After granting defendants' motion to sever and consolidating the cases for pre-trial purposes, the court issued an order retaining all cases through the claim construction phase, even if pending motions to transfer were or would be granted. "This serves two important purposes. First, it conserves judicial resources by requiring only one district court to address the underlying disputed claim terms. . . . Second, this case management approach ensures that the related patent cases proceed initially on a consistent claim construction, thus avoiding inconsistent rulings. However, this case management approach should not be perceived as an invitation to file motions to transfer venue. . . . This Court currently has approximately forty pending motions to transfer venue. If the average cost of discovery and briefing for each of these transfer motions is only $300,000, then approximately $12 million is being spent by the parties on an issue that does not move the ball down the field, but only seeks a new field upon which to play."

Norman IP Holdings, LLC v. Lexmark International, Inc., et. al., 6-11-cv-00495 (TXED August 10, 2012, Order) (Davis, J.).

Tuesday, August 14, 2012

Losing Plaintiff’s Failure to Perform Pre-Filing Investigation Supports Award of Attorneys’ Fees

The court granted defendant's motion for attorneys' fees under 35 U.S.C. § 285 following the dismissal of plaintiff's second amended complaint. "Regarding pre-filing investigation, Plaintiff concedes in opposition to the Motion for Sanctions that 'Plaintiff has not alleged that Defendant provides user input devices because such information is not available publicly so there is no basis to make such a statement as to that specific fact.' Plaintiff therefore acknowledges that there was no good faith basis to assert this claim against Defendant and that the lawsuit was filed with the knowledge that Plaintiff could not allege a required part of the patent claims. Thus, the litigation was objectively baseless. . . . Nevertheless, Plaintiff continued to prosecute this case, resulting in briefing on two separate Motions to Dismiss and a frivolous Motion for Reconsideration."

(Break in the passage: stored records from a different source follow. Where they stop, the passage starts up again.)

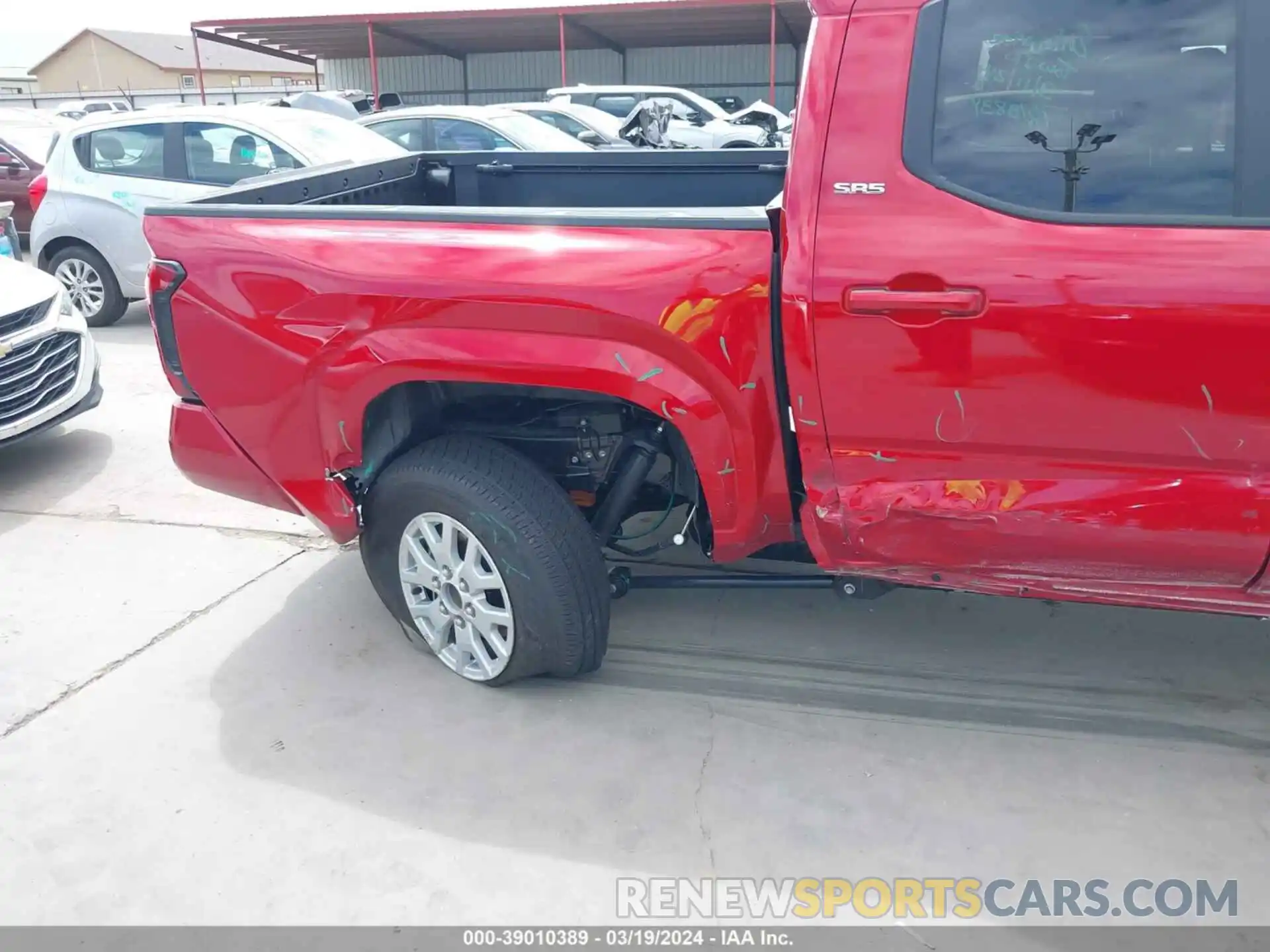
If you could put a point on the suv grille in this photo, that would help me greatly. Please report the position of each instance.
(27, 317)
(36, 375)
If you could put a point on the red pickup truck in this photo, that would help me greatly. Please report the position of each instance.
(1005, 332)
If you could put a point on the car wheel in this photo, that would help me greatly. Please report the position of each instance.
(487, 563)
(91, 285)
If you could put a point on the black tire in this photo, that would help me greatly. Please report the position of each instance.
(113, 303)
(556, 582)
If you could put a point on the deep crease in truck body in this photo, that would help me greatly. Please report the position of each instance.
(676, 317)
(310, 357)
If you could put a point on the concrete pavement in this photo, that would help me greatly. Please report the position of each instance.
(212, 720)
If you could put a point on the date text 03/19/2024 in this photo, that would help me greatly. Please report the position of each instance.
(625, 937)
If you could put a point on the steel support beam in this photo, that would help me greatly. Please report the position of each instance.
(375, 67)
(198, 69)
(254, 48)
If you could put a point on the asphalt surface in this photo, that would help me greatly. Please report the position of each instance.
(210, 719)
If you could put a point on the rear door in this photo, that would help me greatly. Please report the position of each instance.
(407, 134)
(16, 175)
(1042, 309)
(122, 171)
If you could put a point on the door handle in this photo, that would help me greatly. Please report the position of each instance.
(933, 306)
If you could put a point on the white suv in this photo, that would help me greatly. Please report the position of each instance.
(48, 366)
(698, 122)
(102, 173)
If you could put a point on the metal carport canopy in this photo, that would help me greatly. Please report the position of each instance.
(456, 33)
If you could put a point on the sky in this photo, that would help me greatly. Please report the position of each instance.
(26, 45)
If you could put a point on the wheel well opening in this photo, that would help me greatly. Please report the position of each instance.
(48, 252)
(621, 465)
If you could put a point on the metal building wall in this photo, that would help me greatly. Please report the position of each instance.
(506, 78)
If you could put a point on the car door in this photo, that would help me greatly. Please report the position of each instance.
(407, 134)
(448, 135)
(124, 169)
(16, 175)
(219, 154)
(1042, 321)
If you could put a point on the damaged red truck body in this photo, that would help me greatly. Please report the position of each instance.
(1005, 332)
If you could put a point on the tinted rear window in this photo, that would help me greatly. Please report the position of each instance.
(1086, 106)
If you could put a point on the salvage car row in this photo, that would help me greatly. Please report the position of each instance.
(74, 186)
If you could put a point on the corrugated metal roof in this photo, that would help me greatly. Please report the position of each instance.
(177, 52)
(622, 26)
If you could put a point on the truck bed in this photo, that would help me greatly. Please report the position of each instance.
(605, 179)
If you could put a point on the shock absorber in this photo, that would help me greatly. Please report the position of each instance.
(630, 476)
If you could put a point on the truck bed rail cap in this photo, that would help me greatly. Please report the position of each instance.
(749, 219)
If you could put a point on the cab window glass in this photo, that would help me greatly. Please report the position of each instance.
(1121, 108)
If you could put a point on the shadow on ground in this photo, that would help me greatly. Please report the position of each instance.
(42, 470)
(328, 697)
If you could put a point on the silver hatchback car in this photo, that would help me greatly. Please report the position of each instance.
(103, 173)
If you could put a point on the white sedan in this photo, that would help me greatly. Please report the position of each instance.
(105, 172)
(469, 128)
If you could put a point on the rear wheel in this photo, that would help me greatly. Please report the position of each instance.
(487, 563)
(91, 285)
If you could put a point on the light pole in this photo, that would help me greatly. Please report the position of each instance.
(1072, 169)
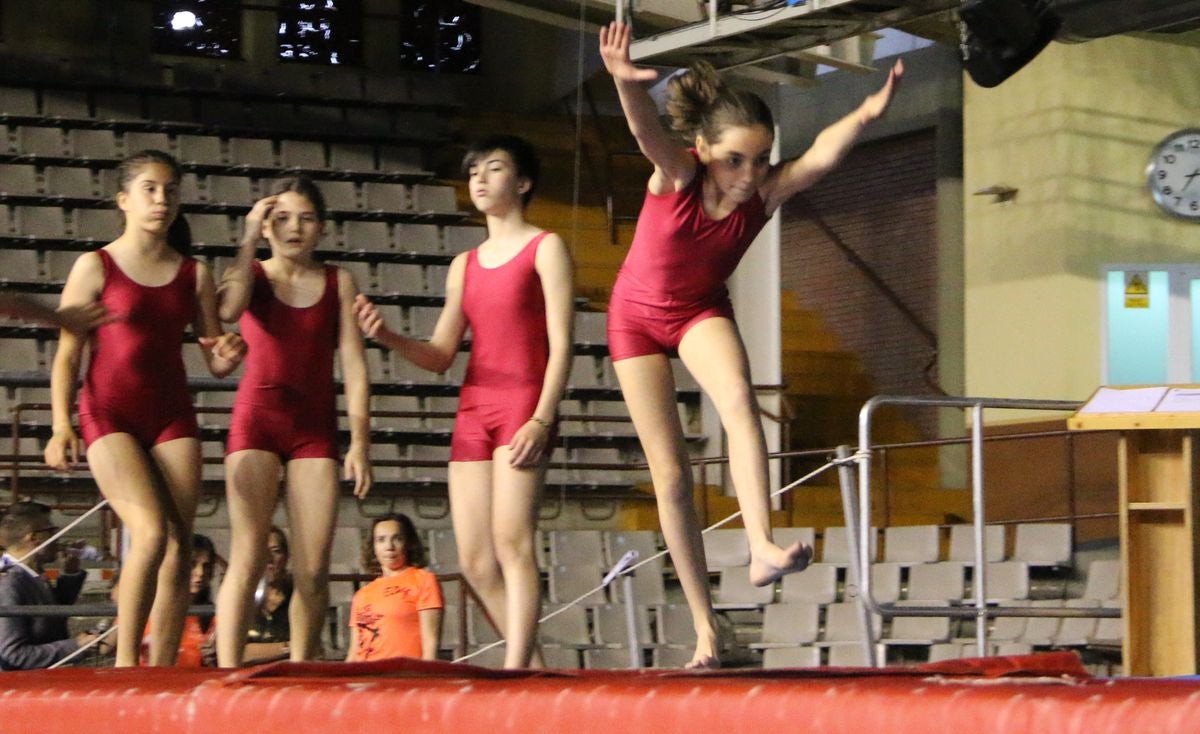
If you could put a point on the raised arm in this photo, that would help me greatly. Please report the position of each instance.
(557, 274)
(439, 352)
(673, 166)
(82, 289)
(222, 352)
(358, 386)
(829, 148)
(238, 280)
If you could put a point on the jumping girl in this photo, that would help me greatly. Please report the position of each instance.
(135, 411)
(703, 206)
(514, 292)
(294, 313)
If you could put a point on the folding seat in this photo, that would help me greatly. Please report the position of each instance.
(372, 236)
(93, 144)
(73, 182)
(400, 160)
(418, 238)
(18, 101)
(791, 657)
(911, 545)
(61, 103)
(816, 584)
(231, 190)
(346, 156)
(136, 142)
(789, 626)
(256, 152)
(340, 196)
(437, 199)
(385, 197)
(41, 142)
(199, 149)
(41, 222)
(735, 590)
(303, 154)
(963, 543)
(18, 180)
(726, 548)
(1043, 543)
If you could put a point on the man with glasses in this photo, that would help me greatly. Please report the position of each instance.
(29, 643)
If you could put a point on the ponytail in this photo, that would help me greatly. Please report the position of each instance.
(701, 103)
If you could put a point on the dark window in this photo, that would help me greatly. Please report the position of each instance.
(198, 28)
(321, 31)
(439, 35)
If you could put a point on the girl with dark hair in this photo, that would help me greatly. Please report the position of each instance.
(703, 206)
(514, 292)
(135, 410)
(294, 313)
(400, 613)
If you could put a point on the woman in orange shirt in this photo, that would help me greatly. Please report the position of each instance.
(400, 613)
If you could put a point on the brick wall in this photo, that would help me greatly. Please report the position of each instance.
(881, 202)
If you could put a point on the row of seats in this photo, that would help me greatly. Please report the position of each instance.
(1035, 543)
(107, 145)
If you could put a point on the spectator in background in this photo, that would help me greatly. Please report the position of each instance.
(28, 643)
(400, 613)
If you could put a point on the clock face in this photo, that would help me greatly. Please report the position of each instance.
(1174, 174)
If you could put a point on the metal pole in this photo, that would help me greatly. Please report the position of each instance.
(635, 650)
(858, 553)
(981, 571)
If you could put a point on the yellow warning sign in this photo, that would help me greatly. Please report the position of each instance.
(1137, 289)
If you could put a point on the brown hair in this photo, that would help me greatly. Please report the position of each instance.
(699, 102)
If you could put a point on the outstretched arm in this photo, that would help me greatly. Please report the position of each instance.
(673, 166)
(829, 146)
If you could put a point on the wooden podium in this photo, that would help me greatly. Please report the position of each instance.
(1158, 506)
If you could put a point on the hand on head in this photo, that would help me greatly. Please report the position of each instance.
(370, 319)
(615, 53)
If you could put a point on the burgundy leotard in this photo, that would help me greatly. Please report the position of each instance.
(505, 310)
(286, 401)
(676, 269)
(136, 380)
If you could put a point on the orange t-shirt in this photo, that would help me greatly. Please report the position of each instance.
(384, 613)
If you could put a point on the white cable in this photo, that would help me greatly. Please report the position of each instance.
(616, 572)
(99, 639)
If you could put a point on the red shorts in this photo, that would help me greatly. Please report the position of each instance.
(639, 329)
(285, 432)
(147, 423)
(489, 417)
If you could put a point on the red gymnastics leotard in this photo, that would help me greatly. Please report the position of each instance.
(505, 310)
(136, 380)
(286, 402)
(673, 276)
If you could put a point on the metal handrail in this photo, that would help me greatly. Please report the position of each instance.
(858, 515)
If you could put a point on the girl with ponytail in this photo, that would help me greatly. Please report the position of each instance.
(135, 411)
(703, 206)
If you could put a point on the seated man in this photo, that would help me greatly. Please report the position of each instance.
(34, 642)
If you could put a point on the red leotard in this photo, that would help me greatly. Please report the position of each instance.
(286, 402)
(673, 276)
(505, 311)
(136, 380)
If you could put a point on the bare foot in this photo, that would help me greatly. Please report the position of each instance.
(772, 564)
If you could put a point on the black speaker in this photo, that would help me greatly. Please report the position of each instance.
(1005, 35)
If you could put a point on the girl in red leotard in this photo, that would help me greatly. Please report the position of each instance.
(135, 410)
(514, 292)
(294, 314)
(702, 209)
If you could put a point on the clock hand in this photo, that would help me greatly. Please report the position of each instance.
(1189, 176)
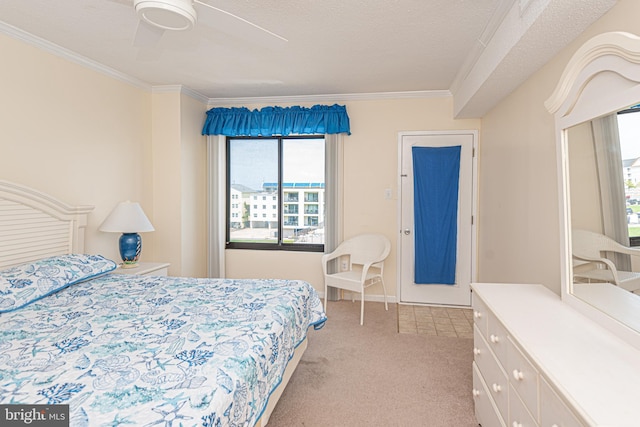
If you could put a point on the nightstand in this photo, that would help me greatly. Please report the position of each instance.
(145, 269)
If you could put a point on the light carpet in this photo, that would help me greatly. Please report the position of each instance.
(371, 375)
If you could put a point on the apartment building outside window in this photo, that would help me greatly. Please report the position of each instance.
(279, 184)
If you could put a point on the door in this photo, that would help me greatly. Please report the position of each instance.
(457, 290)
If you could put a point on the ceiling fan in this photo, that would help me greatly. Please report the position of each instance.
(158, 16)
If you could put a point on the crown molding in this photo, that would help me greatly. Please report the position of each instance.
(330, 98)
(69, 55)
(160, 89)
(76, 58)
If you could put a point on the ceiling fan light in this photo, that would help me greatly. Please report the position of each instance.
(174, 15)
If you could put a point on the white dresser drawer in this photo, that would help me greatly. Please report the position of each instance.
(497, 338)
(491, 329)
(487, 414)
(519, 415)
(492, 373)
(553, 412)
(524, 377)
(480, 315)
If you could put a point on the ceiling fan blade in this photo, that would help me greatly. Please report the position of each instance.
(147, 35)
(234, 25)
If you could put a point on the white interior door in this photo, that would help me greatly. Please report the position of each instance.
(459, 293)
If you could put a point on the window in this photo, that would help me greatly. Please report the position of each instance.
(629, 130)
(288, 171)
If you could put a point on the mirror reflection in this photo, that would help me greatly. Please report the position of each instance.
(604, 188)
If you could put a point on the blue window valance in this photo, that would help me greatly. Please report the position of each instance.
(268, 121)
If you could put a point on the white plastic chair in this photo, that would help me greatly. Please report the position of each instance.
(360, 265)
(592, 247)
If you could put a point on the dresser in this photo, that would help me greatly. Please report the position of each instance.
(538, 362)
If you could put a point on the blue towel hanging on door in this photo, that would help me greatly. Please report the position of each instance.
(436, 172)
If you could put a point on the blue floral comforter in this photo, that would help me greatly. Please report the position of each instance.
(168, 351)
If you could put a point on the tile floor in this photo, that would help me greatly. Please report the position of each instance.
(441, 321)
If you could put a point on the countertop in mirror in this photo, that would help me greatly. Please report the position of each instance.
(611, 299)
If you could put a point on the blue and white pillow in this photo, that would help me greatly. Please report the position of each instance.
(23, 284)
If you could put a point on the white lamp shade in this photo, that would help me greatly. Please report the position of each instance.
(127, 217)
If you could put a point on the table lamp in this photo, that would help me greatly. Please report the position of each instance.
(129, 219)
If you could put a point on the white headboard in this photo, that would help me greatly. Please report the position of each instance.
(34, 225)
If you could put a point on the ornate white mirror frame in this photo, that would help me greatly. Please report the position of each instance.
(601, 78)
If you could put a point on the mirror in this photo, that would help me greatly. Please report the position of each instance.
(604, 197)
(602, 78)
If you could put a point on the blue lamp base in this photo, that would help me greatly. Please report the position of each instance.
(130, 248)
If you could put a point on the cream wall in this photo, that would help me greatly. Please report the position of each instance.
(518, 218)
(71, 132)
(89, 138)
(370, 167)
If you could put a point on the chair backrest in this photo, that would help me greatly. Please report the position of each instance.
(366, 248)
(592, 245)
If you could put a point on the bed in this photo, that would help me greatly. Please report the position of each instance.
(136, 350)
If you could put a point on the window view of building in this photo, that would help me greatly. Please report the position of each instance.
(629, 134)
(275, 192)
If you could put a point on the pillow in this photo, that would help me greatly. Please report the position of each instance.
(26, 283)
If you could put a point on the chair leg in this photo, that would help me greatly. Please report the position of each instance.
(384, 291)
(326, 291)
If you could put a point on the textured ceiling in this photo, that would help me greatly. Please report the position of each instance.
(333, 47)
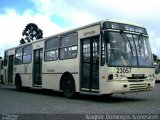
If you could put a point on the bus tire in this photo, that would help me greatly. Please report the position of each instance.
(69, 87)
(18, 83)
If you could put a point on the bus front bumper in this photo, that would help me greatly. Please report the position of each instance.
(125, 87)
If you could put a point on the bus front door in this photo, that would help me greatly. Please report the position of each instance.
(37, 68)
(90, 64)
(10, 69)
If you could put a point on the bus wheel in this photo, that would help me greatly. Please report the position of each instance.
(18, 83)
(68, 87)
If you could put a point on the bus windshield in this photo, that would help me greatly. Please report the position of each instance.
(125, 49)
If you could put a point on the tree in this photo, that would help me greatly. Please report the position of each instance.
(31, 33)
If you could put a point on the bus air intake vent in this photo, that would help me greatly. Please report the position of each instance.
(138, 87)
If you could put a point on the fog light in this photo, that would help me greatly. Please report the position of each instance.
(124, 85)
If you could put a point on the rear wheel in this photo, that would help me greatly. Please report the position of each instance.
(69, 87)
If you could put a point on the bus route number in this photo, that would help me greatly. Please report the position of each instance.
(123, 70)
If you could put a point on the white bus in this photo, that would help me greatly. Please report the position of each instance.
(105, 57)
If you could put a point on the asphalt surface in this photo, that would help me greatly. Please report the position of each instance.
(33, 101)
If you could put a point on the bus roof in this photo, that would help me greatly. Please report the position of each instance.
(76, 29)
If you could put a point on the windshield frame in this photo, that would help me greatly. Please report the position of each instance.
(123, 35)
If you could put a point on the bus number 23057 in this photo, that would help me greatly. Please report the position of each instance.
(123, 70)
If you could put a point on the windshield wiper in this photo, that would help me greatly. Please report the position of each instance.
(126, 38)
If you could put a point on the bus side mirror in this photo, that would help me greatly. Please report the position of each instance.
(157, 69)
(106, 37)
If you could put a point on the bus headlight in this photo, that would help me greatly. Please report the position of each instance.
(151, 76)
(116, 76)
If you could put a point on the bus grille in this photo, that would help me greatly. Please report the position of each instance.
(138, 87)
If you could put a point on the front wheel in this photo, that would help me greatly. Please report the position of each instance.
(69, 87)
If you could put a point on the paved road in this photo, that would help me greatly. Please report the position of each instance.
(49, 102)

Lyda v. Fremantlemedia North America, 1-10-cv-04773 (NYSD August 9, 2012, Order) (Batts, J.).

Monday, August 13, 2012

Online Shopping Cart did not Implicate Divided Infringement Because Web Pages Contained Embedded Programming and did not Require a User to Download or Install Software

The court denied defendants' post-trial motion for judgment as a matter of law that the accused online shopping cart system did not infringe plaintiff's internet commerce patents. The court rejected defendant's divided infringement argument that the patented system required two computers and defendants' only put into service one such computer. "Defendants argue that they. . . do not use the claimed system because the claims require a buyer computer (client-side) and a shopping cart computer (server-side). . . . Here, unlike [Centillion Data Systems, LLC v. Qwest Communications International, Inc., 631 F.3d 1279 (Fed. Cir. 2011)], Defendants do not require their customers to download and install software so that the buyer computer is able to interact with the shopping cart computer as required by the claims. Rather, the delivery of Defendants’ web page itself provides the programming required by the claims; the user is not required to install anything. Thus, Defendants’ web server, by delivering web pages containing embedded programming, puts the system as a whole into service so that Defendants may benefit from the system. Accordingly, Defendants use the system under § 271(a) by putting the system into service, i.e., controlling the system as a whole and deriving benefit from it."

Soverain Software LLC v. J.C. Penney Corporation, Inc., et. al., 6-09-cv-00274 (TXED August 9, 2012, Order) (Davis, J.).